The control of schistosomiasis depends exclusively on praziquantel (PZQ) monotherapy with treatment failure due to minor activity against the juvenile stage, re-infection and emerging drug resistance. Improving the antischistosomal therapeutic/prophylactic profile of PZQ is a sensible option to save the clinical benefits of the drug if achieved effectively and safely via a single oral dose. Recently, we developed praziquantel-miltefosine lipid nanocapsules (PZQ 250 mg/kg-MFS 20 mg/kg LNCs) as a nanotechnology-enabled novel drug combination with significant multistage activity against Schistosoma mansoni (S. mansoni) in a murine model. The present study aimed at providing a proof of concept of the chemoprophylactic effect of this nanocombination. A single oral dose of the nanocombination was administered to mice one and seven days before challenge infection with S. mansoni. The protective effect of the nanocombination was assessed parasitologically and histopathologically relative to LNCs singly-loaded with PZQ or MFS and non-treated infected controls. In addition, the safety of the nanocombination was assessed biochemically and histopathologically. Administration of the nanocombination one or seven days pre-infection resulted in a statistically significant reduction in mean worm burden and granulomas size associated with amelioration of hepatic pathology compared to infected non-treated control. Although, the prophylactic effect was significantly reduced upon administration seven days pre-infection compared to administration one day pre-infection, yet, it still exists. Results were explained based on the spectrum of activity of PZQ and MFS and their complementary pharmacokinetic (PK) profiles in addition to the effect of nanoencapsulation on these factors. The novel PZQ-MFS nanocombination offers valuable potentials in PZQ-based mass drug administration programmes by granting radical cure, preventing re-infection, and delaying development of resistance to the component drugs.

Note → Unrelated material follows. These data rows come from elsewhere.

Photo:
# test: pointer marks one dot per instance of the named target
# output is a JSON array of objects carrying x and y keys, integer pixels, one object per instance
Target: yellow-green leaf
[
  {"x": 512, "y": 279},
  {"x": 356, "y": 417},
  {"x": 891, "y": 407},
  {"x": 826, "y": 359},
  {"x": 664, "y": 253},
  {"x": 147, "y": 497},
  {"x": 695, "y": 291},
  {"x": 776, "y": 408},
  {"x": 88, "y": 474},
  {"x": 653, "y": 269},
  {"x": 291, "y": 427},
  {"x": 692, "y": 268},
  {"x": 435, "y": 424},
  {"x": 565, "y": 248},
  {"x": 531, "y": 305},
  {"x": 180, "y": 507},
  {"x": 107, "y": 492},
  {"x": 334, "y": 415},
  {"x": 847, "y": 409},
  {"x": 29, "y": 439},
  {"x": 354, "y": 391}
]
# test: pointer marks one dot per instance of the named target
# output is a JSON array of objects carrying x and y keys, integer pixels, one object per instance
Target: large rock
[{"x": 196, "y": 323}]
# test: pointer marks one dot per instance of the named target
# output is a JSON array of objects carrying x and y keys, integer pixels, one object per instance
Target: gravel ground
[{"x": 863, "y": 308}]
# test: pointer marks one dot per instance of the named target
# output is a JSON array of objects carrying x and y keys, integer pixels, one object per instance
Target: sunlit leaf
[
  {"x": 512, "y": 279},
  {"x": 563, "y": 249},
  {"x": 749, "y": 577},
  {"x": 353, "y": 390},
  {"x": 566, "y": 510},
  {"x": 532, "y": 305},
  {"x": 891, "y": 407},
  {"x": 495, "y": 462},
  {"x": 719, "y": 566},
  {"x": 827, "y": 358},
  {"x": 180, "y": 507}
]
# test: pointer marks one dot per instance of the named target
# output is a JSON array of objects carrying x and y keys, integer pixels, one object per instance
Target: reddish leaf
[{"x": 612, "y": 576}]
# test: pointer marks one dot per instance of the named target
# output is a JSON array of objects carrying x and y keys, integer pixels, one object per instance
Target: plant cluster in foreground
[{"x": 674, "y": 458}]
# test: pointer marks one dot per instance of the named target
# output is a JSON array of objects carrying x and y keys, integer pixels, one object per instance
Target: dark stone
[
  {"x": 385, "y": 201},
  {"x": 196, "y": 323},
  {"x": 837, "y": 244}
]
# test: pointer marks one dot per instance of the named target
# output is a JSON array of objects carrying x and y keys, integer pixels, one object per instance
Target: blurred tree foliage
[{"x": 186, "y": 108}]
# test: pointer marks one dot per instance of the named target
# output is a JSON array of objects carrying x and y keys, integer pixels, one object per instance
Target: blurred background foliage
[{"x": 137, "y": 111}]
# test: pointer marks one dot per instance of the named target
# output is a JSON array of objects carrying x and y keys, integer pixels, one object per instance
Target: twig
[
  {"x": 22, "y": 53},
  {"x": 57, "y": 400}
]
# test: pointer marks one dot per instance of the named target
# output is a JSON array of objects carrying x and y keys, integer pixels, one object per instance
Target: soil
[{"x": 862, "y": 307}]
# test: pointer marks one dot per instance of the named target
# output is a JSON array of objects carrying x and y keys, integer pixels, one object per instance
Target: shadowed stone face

血吸虫病的控制仅取决于吡喹酮（PZQ）单一疗法，由于针对少年期的小活性，再感染和新出现的耐药性导致治疗失败。改善PZQ的抗血吸虫病治疗/预防特性是明智的选择，如果通过单次口服有效有效地获得药物，可以节省药物的临床益处。最近，我们开发吡喹酮-米替福新的脂质纳米胶囊（PZQ 250毫克/千克-MFS 20mg / kg的LNCS），为纳米技术的使能与针对显著多级活性的新的药物组合曼氏血吸虫（曼氏血吸虫）。本研究旨在提供这种纳米组合的化学预防作用的概念证明。在用曼氏沙门氏菌攻击感染前一天和七天，对小鼠给予单次口服剂量的纳米组合。相对于单独装载PZQ或MFS的LNC和未治疗的感染对照组，在寄生虫学和组织病理学上评估了纳米组合的保护作用。另外，通过生物化学和组织病理学评估了纳米组合的安全性。与感染前未治疗的对照组相比，在感染前一或七天给予纳米组合可显着降低平均蠕虫负担和肉芽肿的大小，并具有改善肝脏病理的统计学意义。尽管与感染前一天给药相比，在感染前七天给药后预防效果显着降低，但是它仍然存在。除了纳米封装对这些因素的影响之外，还根据PZQ和MFS的活性谱及其互补的药代动力学（PK）曲线解释了结果。新型PZQ-MFS纳米组合通过给予彻底治愈，防止再次感染和延迟对成分药物的耐药性开发，在基于PZQ的大规模药物管理计划中提供了宝贵的潜力。